Tornando alla pellicola dopo tante divagazioni  teatrali,  il “The Brig” cinematografico di Mekas è ugualmente e interamente interpretato dagli attori del Living, anche se il risultato è molto di più (e di diverso) di una pura e semplice fotografia di ciò che era stato ripreso dalla scena, grazie prima di tutto (ma non solo) a un montaggio serrato e personalissimo che conferisce all’insieme una ulteriore e  forse ancora maggiore pregnanza critica rispetto al già forte testo originario.

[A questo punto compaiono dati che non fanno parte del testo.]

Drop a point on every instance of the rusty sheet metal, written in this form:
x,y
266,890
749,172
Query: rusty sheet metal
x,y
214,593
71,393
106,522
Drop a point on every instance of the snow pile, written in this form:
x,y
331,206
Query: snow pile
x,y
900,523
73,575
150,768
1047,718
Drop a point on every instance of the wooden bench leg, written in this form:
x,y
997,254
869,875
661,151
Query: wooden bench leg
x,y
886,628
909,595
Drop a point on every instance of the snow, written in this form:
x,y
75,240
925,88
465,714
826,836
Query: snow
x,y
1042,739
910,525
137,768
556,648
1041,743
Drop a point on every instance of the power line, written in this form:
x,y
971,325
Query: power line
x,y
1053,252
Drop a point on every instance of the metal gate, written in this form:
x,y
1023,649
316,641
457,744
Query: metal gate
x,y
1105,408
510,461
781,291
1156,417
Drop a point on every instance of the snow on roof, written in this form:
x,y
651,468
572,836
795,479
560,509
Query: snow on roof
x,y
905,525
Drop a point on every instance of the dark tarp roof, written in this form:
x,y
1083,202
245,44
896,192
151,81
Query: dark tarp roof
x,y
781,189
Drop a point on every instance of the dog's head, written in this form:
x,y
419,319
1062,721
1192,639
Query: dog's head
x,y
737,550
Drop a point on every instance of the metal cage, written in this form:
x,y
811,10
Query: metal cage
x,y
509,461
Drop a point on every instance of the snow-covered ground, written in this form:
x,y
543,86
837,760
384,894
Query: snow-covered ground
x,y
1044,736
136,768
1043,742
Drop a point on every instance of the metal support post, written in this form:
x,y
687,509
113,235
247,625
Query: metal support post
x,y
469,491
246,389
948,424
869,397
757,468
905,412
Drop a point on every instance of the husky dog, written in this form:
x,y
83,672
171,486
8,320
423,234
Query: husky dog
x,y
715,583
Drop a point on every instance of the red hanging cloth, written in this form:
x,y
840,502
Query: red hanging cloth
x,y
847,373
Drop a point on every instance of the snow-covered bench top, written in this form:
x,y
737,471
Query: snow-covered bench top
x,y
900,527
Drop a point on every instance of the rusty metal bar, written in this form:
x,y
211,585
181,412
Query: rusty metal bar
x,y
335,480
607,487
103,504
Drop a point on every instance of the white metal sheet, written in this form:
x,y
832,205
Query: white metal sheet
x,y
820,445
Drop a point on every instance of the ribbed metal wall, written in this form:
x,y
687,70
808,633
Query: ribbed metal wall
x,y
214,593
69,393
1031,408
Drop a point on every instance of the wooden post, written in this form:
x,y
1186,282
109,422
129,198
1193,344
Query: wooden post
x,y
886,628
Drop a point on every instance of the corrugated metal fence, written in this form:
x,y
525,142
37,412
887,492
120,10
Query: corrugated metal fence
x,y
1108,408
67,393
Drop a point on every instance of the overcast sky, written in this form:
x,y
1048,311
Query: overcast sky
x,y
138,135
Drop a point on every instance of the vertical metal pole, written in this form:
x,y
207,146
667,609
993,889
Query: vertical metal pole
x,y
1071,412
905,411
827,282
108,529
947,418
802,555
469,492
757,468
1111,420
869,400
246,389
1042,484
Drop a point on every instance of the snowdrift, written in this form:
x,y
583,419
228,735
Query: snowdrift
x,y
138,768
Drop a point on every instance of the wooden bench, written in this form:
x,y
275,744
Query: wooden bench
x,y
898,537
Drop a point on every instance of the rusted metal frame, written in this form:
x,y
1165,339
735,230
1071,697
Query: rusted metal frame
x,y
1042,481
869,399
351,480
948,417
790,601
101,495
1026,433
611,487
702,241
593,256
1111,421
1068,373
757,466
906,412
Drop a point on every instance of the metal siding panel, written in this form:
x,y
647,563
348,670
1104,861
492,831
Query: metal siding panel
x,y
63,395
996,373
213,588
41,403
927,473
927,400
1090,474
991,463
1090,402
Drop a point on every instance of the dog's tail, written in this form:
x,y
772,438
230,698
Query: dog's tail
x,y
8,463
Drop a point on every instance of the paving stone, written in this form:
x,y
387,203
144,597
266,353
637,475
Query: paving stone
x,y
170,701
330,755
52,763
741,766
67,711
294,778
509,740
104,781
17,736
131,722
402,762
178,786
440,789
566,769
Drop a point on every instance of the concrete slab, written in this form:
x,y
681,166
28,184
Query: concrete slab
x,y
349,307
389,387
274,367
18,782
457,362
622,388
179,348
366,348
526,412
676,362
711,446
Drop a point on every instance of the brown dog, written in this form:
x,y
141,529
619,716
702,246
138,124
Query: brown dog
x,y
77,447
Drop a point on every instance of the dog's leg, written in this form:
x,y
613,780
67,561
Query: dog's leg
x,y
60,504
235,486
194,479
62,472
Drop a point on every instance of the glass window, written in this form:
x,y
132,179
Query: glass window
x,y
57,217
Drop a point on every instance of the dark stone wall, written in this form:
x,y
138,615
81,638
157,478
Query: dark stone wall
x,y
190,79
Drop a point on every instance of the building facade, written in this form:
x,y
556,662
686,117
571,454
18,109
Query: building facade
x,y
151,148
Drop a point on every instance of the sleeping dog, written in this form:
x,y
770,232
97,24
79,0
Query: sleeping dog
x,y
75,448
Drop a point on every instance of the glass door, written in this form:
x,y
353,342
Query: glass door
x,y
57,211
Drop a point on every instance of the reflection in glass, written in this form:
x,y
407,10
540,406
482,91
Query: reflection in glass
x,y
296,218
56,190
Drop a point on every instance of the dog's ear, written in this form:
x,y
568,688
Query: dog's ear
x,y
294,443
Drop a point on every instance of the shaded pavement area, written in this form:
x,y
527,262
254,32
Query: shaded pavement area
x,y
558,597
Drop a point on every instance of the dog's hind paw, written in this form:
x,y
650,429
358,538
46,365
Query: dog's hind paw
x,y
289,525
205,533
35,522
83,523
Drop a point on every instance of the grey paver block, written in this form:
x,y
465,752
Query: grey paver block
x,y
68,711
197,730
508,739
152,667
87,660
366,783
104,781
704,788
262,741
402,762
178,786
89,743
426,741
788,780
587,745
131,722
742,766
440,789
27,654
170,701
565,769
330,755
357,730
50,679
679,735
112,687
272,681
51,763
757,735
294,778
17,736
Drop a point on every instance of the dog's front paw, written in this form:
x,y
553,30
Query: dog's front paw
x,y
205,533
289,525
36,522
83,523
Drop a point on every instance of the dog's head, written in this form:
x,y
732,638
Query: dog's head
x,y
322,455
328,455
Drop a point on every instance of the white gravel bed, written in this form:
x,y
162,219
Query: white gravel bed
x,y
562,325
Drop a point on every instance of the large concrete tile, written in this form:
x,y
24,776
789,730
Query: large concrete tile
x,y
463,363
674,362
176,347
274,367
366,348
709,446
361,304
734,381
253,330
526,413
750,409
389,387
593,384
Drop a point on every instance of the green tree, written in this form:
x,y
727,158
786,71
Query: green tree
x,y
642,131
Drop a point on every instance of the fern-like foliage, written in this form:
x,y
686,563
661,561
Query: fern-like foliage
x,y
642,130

Come si è già osservato, il dramma è stato scritto da un ex marine che sperimentò in prima persona, e quindi sulla propria pelle, la detenzione in un campo di prigionia in Giappone, e il Living lo ha messo in scena, con le sue peculiari, inusuali capacità ormai note, rappresentando alcune delle giornate di reclusione forzata di quei soldati, e ponendo l’accento soprattutto sull’omosessualità e il sadomasochismo dei secondini, facendone così un dramma sulle aberrazioni del potere e sul carcere come luogo privilegiato per il mantenimento proprio di questo potere prevaricante.  Mekas,  vedendo, lo spettacolo, decise di  filmarlo immediatamente appena finita la rappresentazione, ma alla sua maniera però. Anche se la lavorazione del film durò una sola notte (il suo costo effettivo fu di appena 1200 dollari), l’elaborazione a  cui fu sottoposto successivamente il girato, fu particolarmente complessa e travagliata, al punto che, pur essendo sostanzialmente fedele al testo, si può davvero dire che esiste una notevole differenza fra il dramma teatrale vero e proprio e quello cinematografico, ma che l’uno non tradisce minimamente le intenzioni dell’altro: Mekas ha infatti ripreso l’azione, ovviamente sempre con la macchina a mano, spesso ponendosi in mezzo al palcoscenico, fra gli attori, e registrando così soprattutto la parzialità di ciò che più emotivamente lo attraeva e lo interessava dell’insieme rispetto allo svolgimento complessivo del lavoro,  applicando in questo modo, con straordinaria aderenza e positività di risultati, le tecniche anche “selettive” del cinema-verità a una elaborazione teatrale che è a tutti gli effetti una finzione, e ribaltandone quindi la prospettiva finale, quasi a volerne ipostatizzare la fallacità stilistica (Bruno Venturi).

Talmente veritiero insomma, da essere un vero e proprio pugno nello stomaco, un film dove si respira interamente anche il sudore e la fatica degli attori che qui sono davvero molto di più dei personaggi comunque fittizi che sono chiamati a rappresentare.

A quando un recupero di un titolo così importante, anche semplicemente per una “verifica” a posteriori? Io credo che sarebbe opportuno  che qualcuno si decidesse a farlo al più presto questo recupero, anche per dare la possibilità alle nuove generazioni di confrontarsi con una esperienza così radicale e spiazzante.